The essential issue is existential; not what we do but what we are: a Chinese majority country with neighbours whose own Chinese populations are typically a less than fully welcome minority and whose attitudes towards their own Chinese populations are too often projected upon us.
A Chinese majority multiracial meritocracy that has been extraordinarily successful compared to its neighbours is often taken as an implicit criticism of differently organized systems. That we are tiny speck on the map and have hardly any history to speak of is an additional affront. The intensity of such attitudes waxes and wanes; it manifests itself in different ways at different times. But it never disappears, because it is the structural consequence of the dynamic between two types of systems. Being extraordinary does not make us loved, but it is the price we must pay for survival and autonomy.

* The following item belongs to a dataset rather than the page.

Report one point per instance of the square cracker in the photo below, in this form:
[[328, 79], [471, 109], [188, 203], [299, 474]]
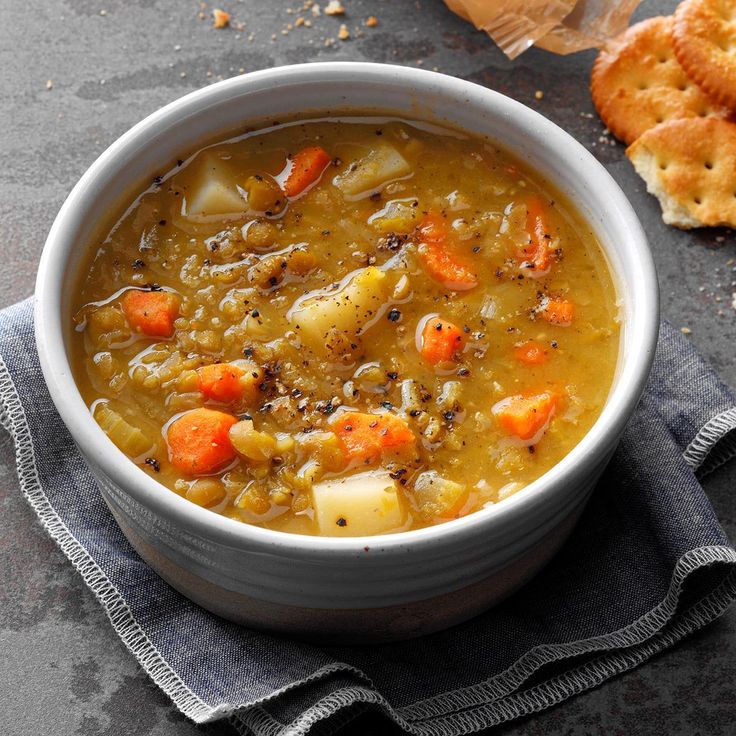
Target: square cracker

In different forms and various degrees such attitudes exist throughout Southeast Asia, and in China, Japan and even in western countries like Australia and the US. Examples spring to mind all too readily, but diplomatic prudence does not permit me to elaborate. Of course none of this is intended to imply that we cannot work with our neighbours or any other country: obviously we must, obviously we can and obviously we do and indeed, I dare say, we do so quite well. But these complexities are never going to go away and we ignore or deny them only at peril of compromising our autonomy, that is to say, our sovereignty. I believe that matters are going to get even more complicated because the external environment and our domestic environment are both changing and external and internal complexities will act and react with each other in ways that cannot now be predicted.
There are already signs of foreign policy being used for partisan political purposes. This is probably inevitable. Domestic debates over foreign policy are not necessarily a bad thing provided they take place within parameters defined by shared assumptions. Otherwise it is playing with fire. At very least it degrades the nimbleness of our responses if we have to argue everything out anew from first principles.
Shared assumptions come naturally, almost unconsciously, to countries with long histories. But with only fifty years of shared history, I am not entirely confident that this is the case in Singapore. There is something of an intellectual vacuum that is being largely filled by nonsense. We need to be better at educating ourselves about our own history. We do not in my opinion do a good enough job and the recent debates about our own political history are unfortunately notable only for their utter vacuity. What passes for critical thinking about our history is too often simply crying white if the establishment should say black. And social media exacerbates the situation by conflating information with opinion and treating both as entertainment.